American social worker

Clara Cahill Park (July 2, 1868 – October 28, 1951) was an American social worker, artist, feminist, and writer.

== Early life and education ==
Clara Belle Cahill was born in Michigan, the daughter of Edward Cahill and Lucy Crawford Cahill. Her father was an abolitionist lawyer, a Union Army veteran, and a judge on the Michigan Supreme Court.

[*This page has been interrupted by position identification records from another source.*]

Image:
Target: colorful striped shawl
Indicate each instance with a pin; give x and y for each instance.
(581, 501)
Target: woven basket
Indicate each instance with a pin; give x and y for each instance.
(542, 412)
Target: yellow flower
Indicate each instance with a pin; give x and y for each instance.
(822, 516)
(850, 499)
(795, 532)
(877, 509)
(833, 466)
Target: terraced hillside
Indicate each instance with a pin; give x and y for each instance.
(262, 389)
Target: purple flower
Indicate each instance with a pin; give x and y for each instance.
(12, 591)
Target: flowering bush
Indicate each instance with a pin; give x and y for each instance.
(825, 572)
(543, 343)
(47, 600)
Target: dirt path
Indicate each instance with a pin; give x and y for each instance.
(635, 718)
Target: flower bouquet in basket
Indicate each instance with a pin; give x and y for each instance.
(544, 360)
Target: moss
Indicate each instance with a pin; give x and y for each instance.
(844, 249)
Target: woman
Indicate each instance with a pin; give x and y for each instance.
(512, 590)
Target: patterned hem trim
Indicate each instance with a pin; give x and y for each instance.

She trained as an artist at the Art Academy of Cincinnati and the Art Institute of Chicago.

== Career ==
Park was vice-president of the Massachusetts Congress of Mothers, and worked with the Massachusetts Federation of Women's Clubs to promote a public pension for widowed mothers, asking "why shouldn't the state pay the money to the mother herself to help her live in decency and bring up her own family?" The campaign was successful and a provision for widows' pensions became state law in 1913. In 1912 and 1913, she contributed several short essays to Boston Globe panel discussions on marriage and family questions such as "What is the Essential Purpose of Marriage?" and "How Do Loveless Marriages Affect Offspring?"

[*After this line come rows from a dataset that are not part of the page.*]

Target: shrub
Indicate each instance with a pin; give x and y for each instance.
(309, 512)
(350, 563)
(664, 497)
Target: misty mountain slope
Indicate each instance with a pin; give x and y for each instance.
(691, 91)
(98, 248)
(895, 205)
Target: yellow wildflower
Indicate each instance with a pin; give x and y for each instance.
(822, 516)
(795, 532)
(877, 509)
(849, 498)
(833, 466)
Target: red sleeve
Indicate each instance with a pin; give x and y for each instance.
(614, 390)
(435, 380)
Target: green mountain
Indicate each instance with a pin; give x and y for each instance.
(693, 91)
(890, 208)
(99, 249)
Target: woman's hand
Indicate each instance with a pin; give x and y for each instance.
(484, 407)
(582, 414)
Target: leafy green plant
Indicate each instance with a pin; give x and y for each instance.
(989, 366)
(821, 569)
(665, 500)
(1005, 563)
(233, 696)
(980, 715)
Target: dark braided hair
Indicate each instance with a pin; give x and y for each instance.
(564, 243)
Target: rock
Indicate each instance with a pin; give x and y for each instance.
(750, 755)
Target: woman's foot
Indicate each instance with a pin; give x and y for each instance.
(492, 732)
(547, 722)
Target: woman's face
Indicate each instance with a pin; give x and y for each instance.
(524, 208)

In 1926 and 1927 she went to Mexico to live with her daughter Margaret Park Redfield and son-in-law Robert Redfield, and her young grandchildren, while the Redfields were doing anthropological fieldwork in Tepoztlán. In 1930s she gave lectures, and exhibited pastel portraits she made in her world travels, at exhibits in Hawaii, Japan, China, South Africa, Brazil, and across the United States. In 1949 she joined her daughter Theodosia Park Breed and granddaughter Sylvia Breed in a "three generations" art show in Chicago.

== Publications ==

- "Coming to New York to Study Art" (1894, essay)
- "The Manners Tart" (1895, essay)
- "The True Story of Blackbird" (1896, article)
- "The Gnome and the Fauns" (1896, short story)
- "Native Women in Africa: Their Hard Lot in the March of Progress" (1904, pamphlet)
- "Widows’ Pension in Massachusetts" (1912, article)
- "Union for Mother Protection in Germany (1912, article)
- "To Carry on the Race" (1912, short essay)
- "Women Learn to Save" (1912, short essay)
- "The Loveless Home" (1913, short essay)
- "An Almost Unlimited Field" (1913, short essay)
- "Helping the Widowed Mother Keep a Home" (1913, article)
- "Motherhood and Pensions" (1913, article)
- "Pensions for Mothers" (1913, article)
- "Women are More Frugal than Men" (1914, short essay)

== Personal life ==
Clara Cahill married sociologist Robert E. Park in 1894. They had four children. She was effectively a single parent for long stretches, as her husband lived in another state to teach or traveled abroad for study; she found the arrangement difficult, writing to her husband that "I have been imposed on, not intentionally, but carelessly and veritably". Her husband died in 1944, and she died in 1951, at the age of 83, in Chicago.